Die Frage nach dem Einsatz von Video zwang den Filmemacher nochmals auf den Produktionsvorgang einzugehen. Daß er bislang nicht mit Video arbeite, obwohl er auch dies angehen wolle, um sich der neuen technischen Möglichkeiten zu versichern, begründete er mit seiner Arbeitsweise, die auf Konzentration hin ausgerichtet sei. Der Film sei in einem Drehverhältnis von 1:1 erstellt, ohne Montage. Die einzelnen S8-Rollen seien einfach aneinandergekoppelt, was man sehen könne: durch den leichten Verschub der Kamera, der beim Einlegen einer neuen Kassette sich ergebe. Der eigentliche Schaffensprozeß, das Timing und auch der Fortlauf der Bilder, fände vor der Kamera statt. Sein größtes Problem sei daher das antizipierende Denken, denn er müsse wissen, ohne daß er schon die Bilder dafür habe, wohin er kommen wolle. Die Bildideen ergeben sich für ihn aus den Flecken, d.h. aus einer Mischung von intentionaler Bildvorstellung und dem, was der Fleck will, was auch seine Auswahl begründe. Beim Malen der Bilder zähle er mit, d.h. bei 24 Bildern wissen er, daß er 1 Minute Film habe. Doch bei laufender Kamera gebe es dieses Zählen nicht mehr; nur das Ohr kontrolliere den Kameralauf. In „Robert Langner“ sei der längste feststehende Bildzustand 8 Sekunden. Fotos habe er lediglich über Berlin besessen. Diese habe er abgemalt und als Dia abgefilmt.

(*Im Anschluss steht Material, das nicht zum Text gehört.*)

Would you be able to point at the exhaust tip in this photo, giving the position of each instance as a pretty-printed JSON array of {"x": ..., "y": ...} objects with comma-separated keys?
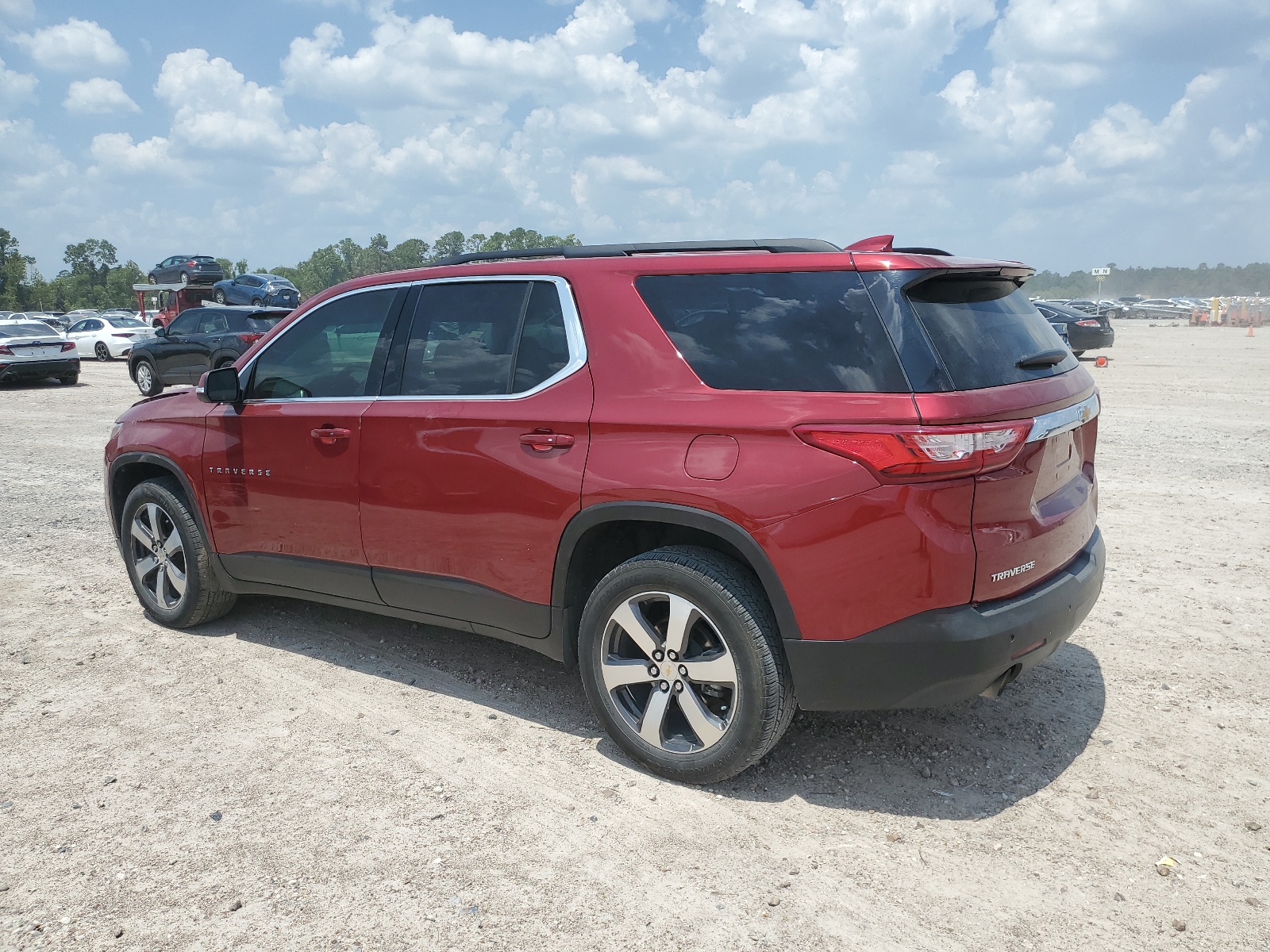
[{"x": 1003, "y": 682}]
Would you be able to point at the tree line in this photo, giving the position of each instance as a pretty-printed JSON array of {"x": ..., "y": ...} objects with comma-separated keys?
[
  {"x": 94, "y": 278},
  {"x": 1218, "y": 281}
]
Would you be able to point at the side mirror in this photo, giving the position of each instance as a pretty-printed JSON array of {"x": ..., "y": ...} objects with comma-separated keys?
[{"x": 220, "y": 386}]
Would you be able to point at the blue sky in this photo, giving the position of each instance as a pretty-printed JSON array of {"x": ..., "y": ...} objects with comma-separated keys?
[{"x": 1067, "y": 133}]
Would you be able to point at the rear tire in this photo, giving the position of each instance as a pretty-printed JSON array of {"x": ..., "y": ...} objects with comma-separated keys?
[
  {"x": 148, "y": 378},
  {"x": 168, "y": 559},
  {"x": 704, "y": 662}
]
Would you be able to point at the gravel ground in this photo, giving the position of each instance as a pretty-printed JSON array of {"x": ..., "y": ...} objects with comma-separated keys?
[{"x": 298, "y": 777}]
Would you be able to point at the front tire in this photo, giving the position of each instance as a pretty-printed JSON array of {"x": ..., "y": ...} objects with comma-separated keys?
[
  {"x": 168, "y": 559},
  {"x": 148, "y": 378},
  {"x": 683, "y": 663}
]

Da die Figur Langner erst als Null vorgeführt werde, und am Ende als Schauspieler ohne Publikum präsentiert werde, wurde gefragt, ob der Film ein bestimmtes Künstlerbewußtsein ausstelle. Diesen Eindruck wies Jochen Kuhn in Gänze zurück, denn weder sei Langner am Anfang eine Null, auch wenn der Text dies evoziere, gäben die Bilder doch präzisere Informationen, noch wäre der Film ein Plädoyer für einen Künstler ohne Publikum. Dem widerspreche schon allein die Veröffentlichung des Films. Zu bedenken sei vielmehr, daß jeder der sein Medium liebt, dieses auch hasse. Ein Schauspieler folglich beizeiten das Theater, d.i. das Publikum hasse.

Als die Diskussion auf die Produktion zusprechen kam, wurde erneut dieser Punkt Künstler/Publikum berührt. Filme dieser Art fänden kein Massenpublikum befand der Filmemacher, dennoch bedürfe er eines Publikums, was ihm suggeriere, daß die Arbeit nicht umsonst sei. Um ein größeres Publikum zu erreichen als bislang über Kommunale Kinos und ähnliche Foren, bedürfe es eines professionellen Vertriebs. Bislang mache er alles selbst. Die Produktion könne er auch weiterhin selbst abwickeln, da sie kaum ein Kostenmanagement verlange, sondern vor allem auf Arbeitszeit beruhe. „Robert Langner“ sei in 9-10 Monaten entstanden bei Arbeitstagen von 6-8 Stunden. Die geringen Produktionskosten habe er bislang von der kulturellen Filmförderung Hamburgs erhalten.

Dem Einwand von Claire Doutriaux, daß sie mehrfach versucht habe, seine Filme für La Sept zu erwerben, was ihm ein größeres Publikum und langfristig mehr Geld geboten hätte, begegnete Jochen Kuhn mit dem Hinweis auf die Rückzahlbarkeit der Fördermittel. Jedoch gab er zu erkennen, in absehbarer Zeit mit La Sept zu verhandeln.

Da seine Filme wegen ihrer Länge kaum ins Kino gelangen und auch andere Präsentationsorte selten finden, freute er sich, daß sein Film auf diesem Dokumentarfilm-Forum diskutiert worden ist.